Polarity: The nitrogen and oxygen have excess negative charge, and the attached hydrogens have excess positive charge, so there are opportunities for hydrogen bonding. The side chain is nonpolar, so would favorably aggregate with other nonpolar surfaces, at which point there is opportunity for many van der Waals attractions.

Opportunities for non-covalent bonds:

Question 44

Describe the properties of Nucleotides in terms of flexibility, chemical polarity and opportunities for forming non covalent bonds with a partner.

Answer 44

Flexibility: The nitrogenous base and the sugar are both ring structures, so the atoms within the rings cannot rotate and remain in a single plane. However, the covalent bond between the sugar and nitrogenous base can rotate, so the two rings can rotate relative to each other, so the nucleotide is quite flexible. Likewise, the triphosphate can rotate relative to the sugar ring.

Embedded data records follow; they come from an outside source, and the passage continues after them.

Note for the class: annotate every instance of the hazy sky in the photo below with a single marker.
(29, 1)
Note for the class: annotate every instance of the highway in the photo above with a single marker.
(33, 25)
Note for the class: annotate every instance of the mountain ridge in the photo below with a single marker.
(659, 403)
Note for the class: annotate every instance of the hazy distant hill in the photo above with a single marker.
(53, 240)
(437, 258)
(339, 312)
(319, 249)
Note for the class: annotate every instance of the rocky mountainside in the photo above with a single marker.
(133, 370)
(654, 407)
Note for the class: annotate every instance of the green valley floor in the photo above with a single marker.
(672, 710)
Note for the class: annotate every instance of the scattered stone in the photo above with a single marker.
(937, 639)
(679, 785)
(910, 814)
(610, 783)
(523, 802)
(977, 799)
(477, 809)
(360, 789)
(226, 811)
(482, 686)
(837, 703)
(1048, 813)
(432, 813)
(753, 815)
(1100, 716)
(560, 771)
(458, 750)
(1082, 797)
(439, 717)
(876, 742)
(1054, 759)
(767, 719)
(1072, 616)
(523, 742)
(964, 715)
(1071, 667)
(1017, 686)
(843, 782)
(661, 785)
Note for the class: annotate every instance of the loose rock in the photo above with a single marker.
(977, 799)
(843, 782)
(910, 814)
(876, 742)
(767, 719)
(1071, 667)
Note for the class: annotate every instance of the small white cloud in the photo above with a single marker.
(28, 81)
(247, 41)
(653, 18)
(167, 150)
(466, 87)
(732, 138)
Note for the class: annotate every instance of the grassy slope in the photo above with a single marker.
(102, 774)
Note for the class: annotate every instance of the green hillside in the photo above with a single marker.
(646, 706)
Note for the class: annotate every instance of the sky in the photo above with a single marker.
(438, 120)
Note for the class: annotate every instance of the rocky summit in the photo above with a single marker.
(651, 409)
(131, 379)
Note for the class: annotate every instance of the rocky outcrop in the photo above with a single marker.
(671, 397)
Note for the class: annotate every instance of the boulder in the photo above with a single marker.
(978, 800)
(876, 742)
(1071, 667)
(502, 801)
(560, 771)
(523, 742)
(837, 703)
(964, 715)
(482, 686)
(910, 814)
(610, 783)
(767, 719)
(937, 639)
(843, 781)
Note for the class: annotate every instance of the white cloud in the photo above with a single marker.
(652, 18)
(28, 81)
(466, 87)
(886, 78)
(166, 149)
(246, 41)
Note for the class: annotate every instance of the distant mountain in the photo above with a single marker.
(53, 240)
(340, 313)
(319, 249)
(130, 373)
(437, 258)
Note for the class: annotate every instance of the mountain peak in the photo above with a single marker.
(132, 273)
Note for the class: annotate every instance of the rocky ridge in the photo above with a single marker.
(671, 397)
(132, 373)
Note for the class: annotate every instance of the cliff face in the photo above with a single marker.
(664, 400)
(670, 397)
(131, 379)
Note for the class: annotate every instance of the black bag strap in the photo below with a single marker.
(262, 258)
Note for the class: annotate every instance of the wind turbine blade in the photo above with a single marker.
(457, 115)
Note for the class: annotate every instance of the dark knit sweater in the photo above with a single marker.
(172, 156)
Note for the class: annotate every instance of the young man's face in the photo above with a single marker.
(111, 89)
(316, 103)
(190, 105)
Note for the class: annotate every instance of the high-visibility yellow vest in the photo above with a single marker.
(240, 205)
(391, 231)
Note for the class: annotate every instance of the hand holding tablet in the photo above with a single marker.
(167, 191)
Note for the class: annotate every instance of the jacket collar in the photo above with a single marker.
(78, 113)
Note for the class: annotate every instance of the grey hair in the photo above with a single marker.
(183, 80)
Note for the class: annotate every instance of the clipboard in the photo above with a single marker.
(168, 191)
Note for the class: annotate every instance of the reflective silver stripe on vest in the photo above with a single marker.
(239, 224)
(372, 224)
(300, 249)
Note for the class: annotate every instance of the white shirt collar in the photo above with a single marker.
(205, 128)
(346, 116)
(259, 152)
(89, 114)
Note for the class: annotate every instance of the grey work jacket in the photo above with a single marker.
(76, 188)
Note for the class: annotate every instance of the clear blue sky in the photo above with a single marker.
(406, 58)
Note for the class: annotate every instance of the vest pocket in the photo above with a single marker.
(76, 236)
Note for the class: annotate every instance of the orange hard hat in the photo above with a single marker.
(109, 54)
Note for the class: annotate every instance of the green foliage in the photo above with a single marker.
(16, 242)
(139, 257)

Polarity: The triphosphate has much excess negative charge on the oxygens as well as full negative charges. The -OH of the sugar are also polar, with excess negative on the oxygen and excess positive on the hydrogen. The nitrogens within the ring of the nitrogenous base, and the amine (-NH2) nitrogen have excess negative charge, while the amine hydrogens have excess positive charge.

Opportunities for non-covalent bonds: The full negative charges provide opportunity for ionic bonds, while the excess charges on nitrogen, oxygen and hydrogen provide opportunity for hydrogen bonds.